Катя ответила не сразу. Но и начав говорить, она не спешила. Иногда замолкала, думала.

- Балашова независимо держалась. Ведь при Евгении Михайловиче она работала... ну, не очень дорожила работой. Наверное, просто не хотела дома сидеть. Ну, и Евгений Михайлович, конечно, большая поддержка! Его уважали, ценили. Наша директорша его побаивалась. Поэтому Лидия Викторовна... А может, просто характер у нее такой... Но вот такой случай я помню: воскресник, как всегда макулатуру, металлолом собирать. А у нас этой макулатуры полный сарай. Какой год гниет. И железок навалено много. Все собирали, а не вывозят. Балашова говорит: незачем его проводить, этот

воскресник. Мусор со всего поселка в школу тянуть. Детей обманывать. Они же видят, что эта макулатура лежит, никому не нужна. Ну, и высказала все... Конечно, правильно. Хотя и нам это ясно, и директору, но ведь требуют из районо. Надо отчитываться. Вот и делаем... Помню еще один случай, тоже при мне. Лидия Викторовна на полставки в интернате работала. Директор наша решила строем ребят водить: в столовую, в классы. Мол, порядку больше будет. А Балашова на дыбы: "Я - не унтер, а они - не оловянные солдатики, нечего казарму разводить". И отказалась.

Сами понимаете, директору нашему это очень и очень не нравилось. Если не более. А что до остального... Вот мы с мамой часто спорим, даже до ругани дело доходит. Мы спорим, можно ли с учениками абсолютно честным быть, честным на равных. Я думаю, можно. Мама говорит, что это подлаживание, игра в поддавки. Я хоть и держусь своего мнения, но больше на словах. В школе это у меня не выходит. Балашовой легче. Она, в общем, не учитель. Какой с нее спрос? Труд вела, воспитателем была. Конечно, легче. И у нее... мышление, конечно, не педагогическое. Возьмем такой пример. Вот мою маму ученицы, не дай бог, спросили бы, как косметикой пользоваться, какая мазь лучше... Да они у нее и не спросят. Я просто предполагаю.
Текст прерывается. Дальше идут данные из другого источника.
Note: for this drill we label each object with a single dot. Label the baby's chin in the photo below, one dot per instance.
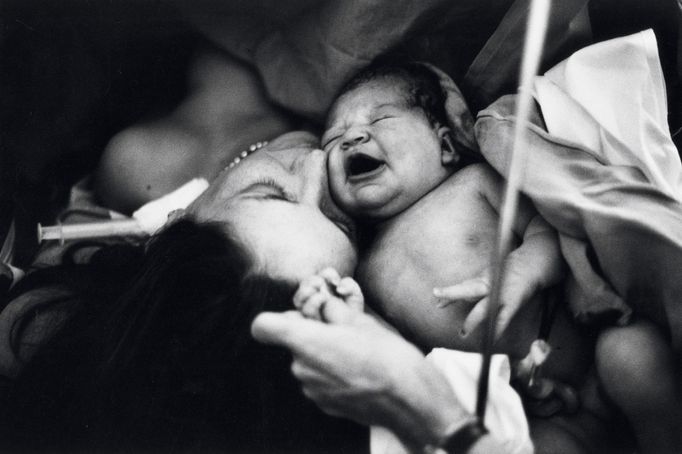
(376, 214)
Мама сразу бы им выдала: рано о женихах думать, учиться надо. Меня бы спросили, я бы, наверное, как-нибудь вывернулась, открутилась... Все же учитель, а здесь... Не знаю, не смогла бы. А Балашова с ними о таких вещах спокойно разговаривала. Рецепты им давала. Я видела у девочек записи, как маски делать. Она им, в общем, правильно говорила: мази вам не очень нужны, а пока живете в деревне, пользуйтесь овощами, фруктами, молоком. Делайте маски... Не знаю, может, это и правильно, но... непривычно. Учителям это не нравилось. Мне, откровенно говоря, тоже. Она с ними не только о косметике разговаривала, но и о более сложном. Как женщина с женщинами... Но вот как она эти разговоры вела... в общем-то нужные. Знаете, Семен Алексеевич, спросите лучше у нее. Она скрывать не будет, в этом я уверена. А мне трудно через третьи руки, через слухи вам объяснять. Я с ней была так: здравствуйте - до свидания. Мама тоже. Так что с ней поговорите.